The agency denies that it interfered with the woman’s privacy, but it does not dispute that it disclosed the new address to the former partner and that when it was disclosed, it amounted to the complainant’s personal information.
The agency said it “was unable to accept that claim in the absence of full address details for referees who could verify the separation”.
The commissioner found the agency failed to ensure the complainant’s personal information of her separation status was kept accurate and up-to-date in breach of Australian Privacy Principle (APP) 10, similarly that her address was not accurate and up-to-date.
It was also found the agency’s disclosure of the complainant’s personal information to the former partner breached APPs 6 and 11.

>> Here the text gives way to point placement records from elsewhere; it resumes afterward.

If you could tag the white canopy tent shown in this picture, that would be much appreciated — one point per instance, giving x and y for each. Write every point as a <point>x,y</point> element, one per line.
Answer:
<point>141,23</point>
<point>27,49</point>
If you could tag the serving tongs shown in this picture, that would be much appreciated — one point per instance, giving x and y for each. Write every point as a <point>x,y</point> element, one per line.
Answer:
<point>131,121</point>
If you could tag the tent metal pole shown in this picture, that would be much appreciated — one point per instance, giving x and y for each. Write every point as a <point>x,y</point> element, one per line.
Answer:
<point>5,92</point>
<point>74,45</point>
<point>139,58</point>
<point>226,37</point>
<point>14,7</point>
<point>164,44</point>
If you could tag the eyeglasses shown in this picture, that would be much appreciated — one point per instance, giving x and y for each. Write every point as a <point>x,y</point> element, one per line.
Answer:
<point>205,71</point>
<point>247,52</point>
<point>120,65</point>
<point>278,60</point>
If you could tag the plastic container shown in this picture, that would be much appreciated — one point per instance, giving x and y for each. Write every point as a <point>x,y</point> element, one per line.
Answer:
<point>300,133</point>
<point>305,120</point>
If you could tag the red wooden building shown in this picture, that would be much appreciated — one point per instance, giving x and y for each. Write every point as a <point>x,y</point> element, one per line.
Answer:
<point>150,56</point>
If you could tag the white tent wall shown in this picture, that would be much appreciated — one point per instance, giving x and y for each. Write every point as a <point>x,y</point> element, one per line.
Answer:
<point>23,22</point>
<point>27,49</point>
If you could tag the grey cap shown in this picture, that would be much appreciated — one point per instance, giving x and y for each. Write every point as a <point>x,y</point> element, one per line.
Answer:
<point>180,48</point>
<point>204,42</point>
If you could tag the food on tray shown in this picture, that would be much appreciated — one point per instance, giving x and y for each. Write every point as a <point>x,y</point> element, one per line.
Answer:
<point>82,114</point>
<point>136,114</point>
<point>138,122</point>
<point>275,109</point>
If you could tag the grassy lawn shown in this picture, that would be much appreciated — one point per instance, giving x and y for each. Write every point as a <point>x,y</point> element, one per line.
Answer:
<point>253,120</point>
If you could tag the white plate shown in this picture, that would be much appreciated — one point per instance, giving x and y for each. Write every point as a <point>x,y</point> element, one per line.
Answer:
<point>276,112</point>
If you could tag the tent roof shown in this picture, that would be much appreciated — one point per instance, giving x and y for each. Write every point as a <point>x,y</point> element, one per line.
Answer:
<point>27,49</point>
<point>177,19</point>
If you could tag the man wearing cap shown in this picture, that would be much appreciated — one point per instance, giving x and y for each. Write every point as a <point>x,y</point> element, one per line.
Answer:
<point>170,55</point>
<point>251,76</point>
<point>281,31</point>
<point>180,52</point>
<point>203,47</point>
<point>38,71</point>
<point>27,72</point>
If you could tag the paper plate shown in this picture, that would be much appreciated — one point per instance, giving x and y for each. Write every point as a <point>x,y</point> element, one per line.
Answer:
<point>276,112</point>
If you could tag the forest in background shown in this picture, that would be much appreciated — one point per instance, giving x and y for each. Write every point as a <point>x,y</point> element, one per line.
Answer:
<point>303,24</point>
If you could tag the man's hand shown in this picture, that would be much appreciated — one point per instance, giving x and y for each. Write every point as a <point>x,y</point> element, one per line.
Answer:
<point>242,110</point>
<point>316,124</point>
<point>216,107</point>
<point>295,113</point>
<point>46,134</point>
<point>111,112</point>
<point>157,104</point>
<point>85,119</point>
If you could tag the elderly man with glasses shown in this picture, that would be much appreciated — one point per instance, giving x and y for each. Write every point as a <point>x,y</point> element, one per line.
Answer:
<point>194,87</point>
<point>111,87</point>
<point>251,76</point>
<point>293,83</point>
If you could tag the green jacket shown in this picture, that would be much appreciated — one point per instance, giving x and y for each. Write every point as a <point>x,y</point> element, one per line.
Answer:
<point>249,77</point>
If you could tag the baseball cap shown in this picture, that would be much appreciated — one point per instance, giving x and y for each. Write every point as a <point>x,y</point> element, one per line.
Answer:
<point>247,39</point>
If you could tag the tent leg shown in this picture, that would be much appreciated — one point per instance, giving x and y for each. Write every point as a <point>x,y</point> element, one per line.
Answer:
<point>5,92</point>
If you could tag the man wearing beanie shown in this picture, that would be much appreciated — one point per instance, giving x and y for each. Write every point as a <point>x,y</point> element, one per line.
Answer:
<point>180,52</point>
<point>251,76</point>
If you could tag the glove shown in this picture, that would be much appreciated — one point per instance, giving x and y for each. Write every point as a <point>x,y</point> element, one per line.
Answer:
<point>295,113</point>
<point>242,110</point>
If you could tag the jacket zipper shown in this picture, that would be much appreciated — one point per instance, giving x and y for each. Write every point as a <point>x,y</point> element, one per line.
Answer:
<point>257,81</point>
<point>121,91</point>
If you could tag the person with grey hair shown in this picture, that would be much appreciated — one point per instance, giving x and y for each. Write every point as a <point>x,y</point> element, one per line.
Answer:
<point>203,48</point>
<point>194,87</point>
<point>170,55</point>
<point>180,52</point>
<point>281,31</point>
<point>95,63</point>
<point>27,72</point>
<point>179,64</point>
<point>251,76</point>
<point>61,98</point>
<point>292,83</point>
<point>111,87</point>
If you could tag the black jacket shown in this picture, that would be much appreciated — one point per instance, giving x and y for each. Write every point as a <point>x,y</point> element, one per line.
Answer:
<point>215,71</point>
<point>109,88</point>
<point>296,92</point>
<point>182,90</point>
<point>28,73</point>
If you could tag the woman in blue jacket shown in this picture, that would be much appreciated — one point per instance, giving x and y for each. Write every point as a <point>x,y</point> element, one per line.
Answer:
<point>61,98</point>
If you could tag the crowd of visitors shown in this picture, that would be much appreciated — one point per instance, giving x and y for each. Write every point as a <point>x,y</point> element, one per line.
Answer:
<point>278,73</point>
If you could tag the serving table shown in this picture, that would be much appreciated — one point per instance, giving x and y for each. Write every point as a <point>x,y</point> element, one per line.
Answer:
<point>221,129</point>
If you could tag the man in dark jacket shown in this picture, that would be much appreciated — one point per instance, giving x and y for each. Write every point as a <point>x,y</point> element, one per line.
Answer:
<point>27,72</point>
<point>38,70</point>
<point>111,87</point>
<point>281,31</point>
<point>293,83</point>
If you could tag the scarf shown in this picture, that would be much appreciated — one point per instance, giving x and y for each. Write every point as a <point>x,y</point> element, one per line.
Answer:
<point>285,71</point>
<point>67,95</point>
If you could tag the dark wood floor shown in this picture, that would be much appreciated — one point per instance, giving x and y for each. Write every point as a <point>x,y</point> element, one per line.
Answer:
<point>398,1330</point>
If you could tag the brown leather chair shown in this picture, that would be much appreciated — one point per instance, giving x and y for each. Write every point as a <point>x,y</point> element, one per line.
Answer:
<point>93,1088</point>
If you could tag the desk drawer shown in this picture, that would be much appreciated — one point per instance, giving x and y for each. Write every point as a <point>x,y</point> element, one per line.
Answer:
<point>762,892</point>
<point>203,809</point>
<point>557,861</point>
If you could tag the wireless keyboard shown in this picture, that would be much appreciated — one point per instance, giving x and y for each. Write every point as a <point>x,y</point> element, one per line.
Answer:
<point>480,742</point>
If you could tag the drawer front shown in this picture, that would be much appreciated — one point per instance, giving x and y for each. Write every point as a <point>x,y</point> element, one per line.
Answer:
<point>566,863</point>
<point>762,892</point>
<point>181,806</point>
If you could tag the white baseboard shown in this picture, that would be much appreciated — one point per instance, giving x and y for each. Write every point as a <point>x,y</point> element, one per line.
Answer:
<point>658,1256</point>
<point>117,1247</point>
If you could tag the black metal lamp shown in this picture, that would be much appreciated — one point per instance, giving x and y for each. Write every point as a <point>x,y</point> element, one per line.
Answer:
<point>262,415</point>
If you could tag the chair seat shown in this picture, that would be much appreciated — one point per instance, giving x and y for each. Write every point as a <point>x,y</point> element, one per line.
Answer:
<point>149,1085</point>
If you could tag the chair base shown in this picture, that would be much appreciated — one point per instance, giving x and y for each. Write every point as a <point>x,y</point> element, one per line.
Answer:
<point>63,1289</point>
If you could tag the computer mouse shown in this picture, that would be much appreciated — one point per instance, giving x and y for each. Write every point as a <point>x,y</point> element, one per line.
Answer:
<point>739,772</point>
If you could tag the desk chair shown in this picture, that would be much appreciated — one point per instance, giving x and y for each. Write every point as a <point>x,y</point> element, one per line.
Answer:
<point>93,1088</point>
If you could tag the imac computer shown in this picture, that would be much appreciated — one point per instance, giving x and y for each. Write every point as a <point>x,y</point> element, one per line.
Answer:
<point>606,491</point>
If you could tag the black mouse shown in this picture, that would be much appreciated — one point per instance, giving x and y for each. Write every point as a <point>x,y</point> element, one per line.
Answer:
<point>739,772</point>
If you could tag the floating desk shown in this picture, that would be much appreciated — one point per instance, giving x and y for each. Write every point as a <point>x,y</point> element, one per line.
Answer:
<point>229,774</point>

“I find that the agency has breached APP 11 by failing to take reasonable steps to protect the complainant’s personal information, being her new address, from the unauthorised disclosure that breached APP 6,” the commissioner wrote.
The agency has now updated its form to provide more protections from potential domestic violence situations.
The commissioner has also directed the agency to engage an independent auditor within three months to assess its policies, procedures, and systems against the requirements of APP 11.
In a second case, the commissioner has asked the agency to pay AU$1,000 for loss caused by the interference with the complainant’s privacy.
The complainant contends that his privacy was breached by the agency when it provided his personal information to an external debt collection agency for the purposes of debt recovery due to the debts being “unlawful”. Due to this, the complainant is arguing that the disclosure of his information was not authorised under APP 6.
He also claims that the agency breached APP 10 by disclosing the existence of the debts to the collection firm.
The commissioner declared the agency engaged in conduct constituting an interference with the privacy of the complainant and must not repeat that conduct.